OK, first you do have a fuel delivery problem if the misting fired the engine. If the bubble will pump up firm and you have no obvious leaks I would give the carb a thorough cleaning. Once you get it running correctly you can go back and see exactly what you have as far as addressing wiring issues.


----------



## MMAtyson (Aug 8, 2013)

I noticed small fuel trails down the lower part of the motor tonight. So I started looking at fuel lines. It appears that I may have a leak in the hose the goes into the bottom of the carburetor. When I first pump the primer bulb, if I get really close and listen, there is a hiss coming from that junction where the hose clamp is. After the bulb gets firm, fuel begins to slowly drip from the same area where I hear the hiss. Would something like this cause the engine to be fuel starved and not start?


----------



## MDCrappie (Aug 8, 2013)

[url=https://www.tinboats.net/forum/viewtopic.php?p=325353#p325353 said:


> Would something like this cause the engine to be fuel starved and not start?

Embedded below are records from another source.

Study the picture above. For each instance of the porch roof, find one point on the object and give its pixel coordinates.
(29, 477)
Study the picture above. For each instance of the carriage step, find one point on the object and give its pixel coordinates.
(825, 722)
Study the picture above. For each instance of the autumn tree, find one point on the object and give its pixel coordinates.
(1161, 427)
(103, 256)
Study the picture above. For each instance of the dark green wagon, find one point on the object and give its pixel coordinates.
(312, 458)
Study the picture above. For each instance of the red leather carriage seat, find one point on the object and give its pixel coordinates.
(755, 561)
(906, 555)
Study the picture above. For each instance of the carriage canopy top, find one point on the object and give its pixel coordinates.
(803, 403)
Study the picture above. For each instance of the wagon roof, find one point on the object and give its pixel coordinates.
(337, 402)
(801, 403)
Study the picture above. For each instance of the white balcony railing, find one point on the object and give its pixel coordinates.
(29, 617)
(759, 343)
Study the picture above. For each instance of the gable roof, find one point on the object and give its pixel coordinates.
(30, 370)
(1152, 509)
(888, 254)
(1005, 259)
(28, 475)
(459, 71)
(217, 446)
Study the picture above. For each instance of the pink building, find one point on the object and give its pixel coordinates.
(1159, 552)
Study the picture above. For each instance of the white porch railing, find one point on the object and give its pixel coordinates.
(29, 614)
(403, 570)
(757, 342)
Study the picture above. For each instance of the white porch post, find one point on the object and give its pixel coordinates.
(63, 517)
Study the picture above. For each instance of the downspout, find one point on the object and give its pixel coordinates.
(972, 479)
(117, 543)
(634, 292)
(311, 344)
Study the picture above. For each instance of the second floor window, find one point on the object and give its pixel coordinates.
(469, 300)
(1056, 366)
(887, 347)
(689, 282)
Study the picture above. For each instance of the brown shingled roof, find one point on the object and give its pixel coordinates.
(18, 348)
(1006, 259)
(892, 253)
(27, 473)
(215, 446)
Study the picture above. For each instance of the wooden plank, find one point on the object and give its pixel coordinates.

That wouldn't cause the none starting issue, but it would cause a lean condition once it's running. "Suckin Air".


----------



## MMAtyson (Aug 8, 2013)

MDCrappie... Is that quote a "yes"? lol


----------



## MMAtyson (Aug 9, 2013)

NCcat, I guess that qualifies as an obvious leak. I don't think I noticed it before because of the water hose running. What really sucks is the location of that hose connection. I don't think I can get to it without removing the carburetor.


----------



## MDCrappie (Aug 9, 2013)

[url=https://www.tinboats.net/forum/viewtopic.php?p=325367#p325367 said:


> MMAtyson » Thu Aug 08, 2013 11:00 pm[/url]"]NCcat, I guess that qualifies as an obvious leak. I don't think I noticed it before because of the water hose running. What really sucks is the location of that hose connection. I don't think I can get to it without removing the carburetor.



That hose, leaking under pressure of bulb should not stop the motor from starting.


----------